Sample his speech Monday night in Colorado:
Obama "doesn't just like picking winners and losers," Romney said. "He likes picking losers."
"We've had 43 straight months with unemployment above 8 percent, and what does the president have to say to all this? He says 'forward.' I think 'forewarned' is a better term."
"He's out of ideas, he's out of excuses, and on November 6th you're going to put him out of office."
"He's making us more and more like Europe. I don't want to be like Europe. Europe doesn't work in Europe."
It was quite a sugar rush. But those seeking some fiber -- such as what, precisely, Romney would do differently if he were president -- left hungry. He only promised a "five-point plan" that would magically "create 12 million jobs." Seven million of these 12 million jobs would be created by a tax package that "brings down the tax rate" by eliminating deductions. Which deductions? Such ingredients aren't listed.
The poor diet caught up with Romney's running mate, Paul Ryan, when he took questions from supporters in Iowa on Tuesday. Ryan began, as usual, with a few a la carte items from the zinger menu:
"President Obama said that he can't change Washington from the inside," he said. "If this president can't change Washington, then we need to change presidents."
"If all this borrowing and all this taxing and all this money printing and all this regulating worked, we would be entering a golden age along with Greece," he added.
Ryan also fired off a line based on Obama's "you didn't build that" remark.
Zing, double zing and triple zing.
But that didn't satisfy a woman in a Green Bay Packers shirt. "Where are the answers?" she asked. "I mean, why aren't (you) more specific. ... You know, what are your plans?"
"Let me give you some specific answers," Ryan said.

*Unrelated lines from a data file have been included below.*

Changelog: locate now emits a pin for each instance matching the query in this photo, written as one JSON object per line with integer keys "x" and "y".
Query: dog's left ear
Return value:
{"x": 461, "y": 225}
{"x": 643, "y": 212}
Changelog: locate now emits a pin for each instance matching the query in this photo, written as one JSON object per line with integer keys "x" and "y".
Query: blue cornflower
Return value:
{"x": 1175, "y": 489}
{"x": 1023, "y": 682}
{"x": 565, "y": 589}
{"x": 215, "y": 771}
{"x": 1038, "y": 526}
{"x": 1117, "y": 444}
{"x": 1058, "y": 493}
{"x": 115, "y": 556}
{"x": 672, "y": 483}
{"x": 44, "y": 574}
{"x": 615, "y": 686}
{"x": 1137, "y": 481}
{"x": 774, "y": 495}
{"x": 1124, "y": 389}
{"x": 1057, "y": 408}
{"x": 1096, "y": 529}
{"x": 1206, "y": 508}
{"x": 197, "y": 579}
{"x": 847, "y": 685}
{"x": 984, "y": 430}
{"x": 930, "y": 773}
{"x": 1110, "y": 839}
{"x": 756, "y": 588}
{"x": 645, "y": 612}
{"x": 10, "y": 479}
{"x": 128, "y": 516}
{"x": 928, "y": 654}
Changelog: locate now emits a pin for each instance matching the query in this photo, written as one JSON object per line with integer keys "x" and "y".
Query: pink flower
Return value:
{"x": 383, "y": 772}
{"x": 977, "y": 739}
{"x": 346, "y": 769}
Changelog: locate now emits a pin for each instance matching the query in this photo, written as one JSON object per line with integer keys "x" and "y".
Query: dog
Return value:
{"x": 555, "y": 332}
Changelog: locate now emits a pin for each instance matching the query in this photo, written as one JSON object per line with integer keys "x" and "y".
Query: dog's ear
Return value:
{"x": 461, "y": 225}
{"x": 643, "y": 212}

But he served up just a couple of nibbles -- approving the Keystone XL pipeline project, consolidating federal job training programs -- and instead repeated the broad goals of the "five-point plan."
The debates offer Romney his best chance to change the trajectory of a race that seems to be favoring the incumbent. But Romney's inclination was to stick with the zing thing.
A well-landed zinger can be memorable, such as Ronald Reagan's promise not to exploit Walter Mondale's "youth and inexperience," Mondale's "Where's the beef?" or Lloyd Bentsen's "You're no Jack Kennedy" to Dan Quayle. But for each of those, there are many failed attempts in which a candidate's line sounds forced and canned -- a risk increased by Romney memorizing zingers fed to him by aides.
Obama has been trying to blunt Romney's zings. "I know folks in the media are speculating already on who's going to have the best zingers," he said Sunday. "What I'm most concerned about is having a serious discussion."
Asking Romney to give up his favorite snack food in favor of a healthy give-and-take? There you go again, Mr. President.